Sentiment Analysis of Product Reviews and Evaluation of Trustworthiness

DOI : 10.17577/IJERTCONV5IS01018

Download Full-Text PDF Cite this Publication

Text Only Version

Sentiment Analysis of Product Reviews and Evaluation of Trustworthiness

Vivek Panchal

INFT, ACE

Mumbai, India

Zaineb Penwala

INFT, ACE

Mumbai, India

Sneha Prabhu

INFT, ACE

Mumbai, India

Rhea Shetty

INFT, ACE

Mumbai, India

Prof. Reena Mahe

INFT, ACE

Mumbai, India

Abstract There has been a rapid growth in the E-commerce industry which market and sell products as well as allow users to express their opinions about products. Buyers generally refer to these reviews and opinions before making a buying decision and to obtain first-hand experience of the product from certified buyers. However, users tend to adapt modern writing styles such as abbreviations, misspelled words, phrases instead of sentences and emoticons. Hence, automatic summarization of product reviews using Sentiment Analysis has great significance as it helps the company know what the user liked and disliked about the product as well as helps buyers make an online purchase decision. The basic task of sentiment analysis is sentiment classification which classifies a user review as positive, negative, neutral. Also, it is important to calculate the degree of trust of the user who posts a review, the reviews trustworthiness and generation of a global reputation score of the product.

Keywords Sentiment Analysis, Opinions, Review, Summarization, Abbreviations, Trustworthiness.

  1. INTRODUCTION

    Sentiment Analysis (SA) or Opinion Mining (OM) is the study of peoples opinions, attitudes and emotions toward an entity. The entity can represent events or topics. These topics are most likely to be covered by reviews. Sentiment Analysis identifies the sentiment expressed in a text then analyzes it. Therefore, the target of SA is to find opinions, identify the sentiments they express, and then classify their polarity.

    The data sets used in SA are an important issue in this field. The main sources of data are from the product reviews. These reviews are important to the business holders as they can take business decisions according to the analysis results of users opinions about their products. The review sources are mainly review sites [1].

    For the consumers to make a better choice, they have access to reviews and experiences from other consumers who have made similar choices. It helps them to avoid mistakes that other consumers made but also help clear confusion, if any, about the product or service.

    In the present system, most of the leading e-commerce

    websites, tend to focus on the product or its features to quite a large extent and give very little emphasis to what other people are saying about the product.

    This paper focuses on semantically analyzing and evaluating product reviews as they are and minimizing human bias. It does not compare products feature-wise, rather it tries to detect sentiments in a review and along with the products features, and it gives an overall rating. It also determines the degree of trust of the user providing the review by assigning it a global reputation score [9].

  2. LITERATURE SURVEY

    Classification and summarization of online blog reviews are very important to the growth of E-commerce and social networking applications.
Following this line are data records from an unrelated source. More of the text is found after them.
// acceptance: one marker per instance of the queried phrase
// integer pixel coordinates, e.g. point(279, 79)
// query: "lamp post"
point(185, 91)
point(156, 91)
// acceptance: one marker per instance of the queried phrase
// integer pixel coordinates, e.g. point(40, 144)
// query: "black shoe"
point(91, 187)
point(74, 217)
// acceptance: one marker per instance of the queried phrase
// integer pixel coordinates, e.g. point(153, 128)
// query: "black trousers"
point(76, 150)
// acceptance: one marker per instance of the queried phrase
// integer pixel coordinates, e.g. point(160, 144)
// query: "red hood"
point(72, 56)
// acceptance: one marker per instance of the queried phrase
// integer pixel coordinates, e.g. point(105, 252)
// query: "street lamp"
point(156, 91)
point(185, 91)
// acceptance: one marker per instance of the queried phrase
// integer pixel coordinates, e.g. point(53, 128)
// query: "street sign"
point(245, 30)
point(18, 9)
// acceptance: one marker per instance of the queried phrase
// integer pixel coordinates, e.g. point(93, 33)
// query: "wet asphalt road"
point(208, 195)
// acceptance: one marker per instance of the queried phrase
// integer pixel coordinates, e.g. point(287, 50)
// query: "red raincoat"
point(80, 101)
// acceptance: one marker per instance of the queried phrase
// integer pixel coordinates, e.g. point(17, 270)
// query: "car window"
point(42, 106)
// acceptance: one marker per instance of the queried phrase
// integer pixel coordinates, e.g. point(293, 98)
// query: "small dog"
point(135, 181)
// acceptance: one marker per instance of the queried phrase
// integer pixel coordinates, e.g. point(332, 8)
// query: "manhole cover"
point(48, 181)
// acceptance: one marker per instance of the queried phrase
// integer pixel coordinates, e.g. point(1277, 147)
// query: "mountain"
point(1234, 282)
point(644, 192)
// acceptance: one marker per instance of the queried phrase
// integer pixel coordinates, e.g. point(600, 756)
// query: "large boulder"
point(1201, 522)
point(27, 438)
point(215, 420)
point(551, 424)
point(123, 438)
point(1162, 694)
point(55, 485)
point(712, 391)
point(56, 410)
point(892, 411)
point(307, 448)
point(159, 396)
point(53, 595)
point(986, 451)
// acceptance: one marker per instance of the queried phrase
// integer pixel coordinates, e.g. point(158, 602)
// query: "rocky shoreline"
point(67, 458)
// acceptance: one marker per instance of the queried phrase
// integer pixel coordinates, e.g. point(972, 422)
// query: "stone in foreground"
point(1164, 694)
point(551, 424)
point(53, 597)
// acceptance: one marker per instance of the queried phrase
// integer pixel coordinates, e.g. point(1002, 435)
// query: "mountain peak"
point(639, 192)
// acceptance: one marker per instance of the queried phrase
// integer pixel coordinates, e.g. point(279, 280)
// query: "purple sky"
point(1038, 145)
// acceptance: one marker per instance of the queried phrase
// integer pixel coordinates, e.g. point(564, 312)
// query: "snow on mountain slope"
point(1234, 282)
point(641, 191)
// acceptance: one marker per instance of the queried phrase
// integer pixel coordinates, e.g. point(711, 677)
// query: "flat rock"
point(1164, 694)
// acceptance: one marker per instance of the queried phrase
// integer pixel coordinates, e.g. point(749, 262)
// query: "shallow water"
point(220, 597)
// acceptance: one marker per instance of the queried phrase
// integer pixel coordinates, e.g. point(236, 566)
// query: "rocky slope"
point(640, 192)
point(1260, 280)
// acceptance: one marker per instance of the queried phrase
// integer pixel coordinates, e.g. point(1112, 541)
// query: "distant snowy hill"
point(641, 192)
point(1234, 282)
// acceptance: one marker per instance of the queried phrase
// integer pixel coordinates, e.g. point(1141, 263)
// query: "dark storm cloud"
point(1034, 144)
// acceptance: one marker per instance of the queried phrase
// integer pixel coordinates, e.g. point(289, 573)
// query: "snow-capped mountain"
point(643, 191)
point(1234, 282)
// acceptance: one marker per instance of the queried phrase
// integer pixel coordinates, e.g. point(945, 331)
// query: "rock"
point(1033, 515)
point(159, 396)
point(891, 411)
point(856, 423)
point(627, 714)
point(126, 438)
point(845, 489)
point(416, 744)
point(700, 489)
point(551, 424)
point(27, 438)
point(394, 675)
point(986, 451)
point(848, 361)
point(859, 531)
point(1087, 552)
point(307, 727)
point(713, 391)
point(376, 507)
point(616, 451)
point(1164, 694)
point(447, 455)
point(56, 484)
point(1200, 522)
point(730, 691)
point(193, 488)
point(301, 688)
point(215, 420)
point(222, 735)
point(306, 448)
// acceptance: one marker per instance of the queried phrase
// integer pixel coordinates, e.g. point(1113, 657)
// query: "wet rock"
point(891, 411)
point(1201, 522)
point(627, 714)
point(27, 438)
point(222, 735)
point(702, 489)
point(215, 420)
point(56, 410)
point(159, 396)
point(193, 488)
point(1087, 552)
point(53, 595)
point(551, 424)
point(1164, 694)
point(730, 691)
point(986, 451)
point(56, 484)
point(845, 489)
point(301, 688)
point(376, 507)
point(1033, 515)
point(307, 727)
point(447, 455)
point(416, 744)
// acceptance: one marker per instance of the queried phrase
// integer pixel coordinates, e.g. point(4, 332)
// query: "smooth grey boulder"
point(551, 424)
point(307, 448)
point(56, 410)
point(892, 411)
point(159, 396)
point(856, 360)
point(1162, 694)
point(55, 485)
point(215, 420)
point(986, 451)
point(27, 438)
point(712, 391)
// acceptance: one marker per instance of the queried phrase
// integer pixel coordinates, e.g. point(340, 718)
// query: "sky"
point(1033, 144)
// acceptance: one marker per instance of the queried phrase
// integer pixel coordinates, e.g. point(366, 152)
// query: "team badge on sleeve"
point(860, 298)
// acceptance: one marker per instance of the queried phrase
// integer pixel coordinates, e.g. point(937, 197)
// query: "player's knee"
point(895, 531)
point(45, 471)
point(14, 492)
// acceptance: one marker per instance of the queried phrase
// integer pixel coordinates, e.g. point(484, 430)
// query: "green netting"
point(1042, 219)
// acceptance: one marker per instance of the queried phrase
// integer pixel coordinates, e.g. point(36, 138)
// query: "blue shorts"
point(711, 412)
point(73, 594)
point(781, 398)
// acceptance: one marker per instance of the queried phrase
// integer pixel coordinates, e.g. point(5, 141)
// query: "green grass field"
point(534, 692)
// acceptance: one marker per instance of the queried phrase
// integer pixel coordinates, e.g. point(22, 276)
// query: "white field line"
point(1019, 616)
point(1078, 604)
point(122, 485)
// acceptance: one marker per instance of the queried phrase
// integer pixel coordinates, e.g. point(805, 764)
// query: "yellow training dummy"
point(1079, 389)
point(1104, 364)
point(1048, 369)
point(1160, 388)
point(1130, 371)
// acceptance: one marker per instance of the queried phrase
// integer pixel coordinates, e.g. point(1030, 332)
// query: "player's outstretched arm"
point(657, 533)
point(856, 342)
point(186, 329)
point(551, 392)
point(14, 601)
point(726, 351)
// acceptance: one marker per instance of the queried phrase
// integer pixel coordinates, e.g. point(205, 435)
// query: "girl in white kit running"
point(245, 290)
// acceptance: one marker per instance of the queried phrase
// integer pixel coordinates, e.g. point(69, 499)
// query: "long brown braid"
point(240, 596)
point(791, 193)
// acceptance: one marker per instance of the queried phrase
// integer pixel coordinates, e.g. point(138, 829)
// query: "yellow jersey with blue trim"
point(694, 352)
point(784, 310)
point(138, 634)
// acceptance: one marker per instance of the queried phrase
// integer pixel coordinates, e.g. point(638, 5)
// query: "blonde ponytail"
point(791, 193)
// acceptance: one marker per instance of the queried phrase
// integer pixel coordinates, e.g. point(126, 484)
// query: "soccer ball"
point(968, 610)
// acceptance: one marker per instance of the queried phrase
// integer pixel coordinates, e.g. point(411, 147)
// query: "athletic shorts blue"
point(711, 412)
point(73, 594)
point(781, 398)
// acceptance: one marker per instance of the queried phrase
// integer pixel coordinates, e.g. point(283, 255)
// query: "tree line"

Earlier work on automatic text summarization has mainly focused on extraction of sentences that are more significant in comparison to others in a document corpus[2].

    However, it is important to note that the task of summarizing online product reviews is very different from traditional text summarization, as it does not involve extracting significant sentences from the source text. Instead, while summarizing user reviews, the aim is to first identify semantic features of products and next to generate a comparative summary of products based on feature-wise sentiment classification of the reviews that will guide the user in making a buying decision. Opinion mining from users reviews involves two main tasks (1) identification of the opinion feature set and (2) sentiment analysis of users opinions based on the identified features [2].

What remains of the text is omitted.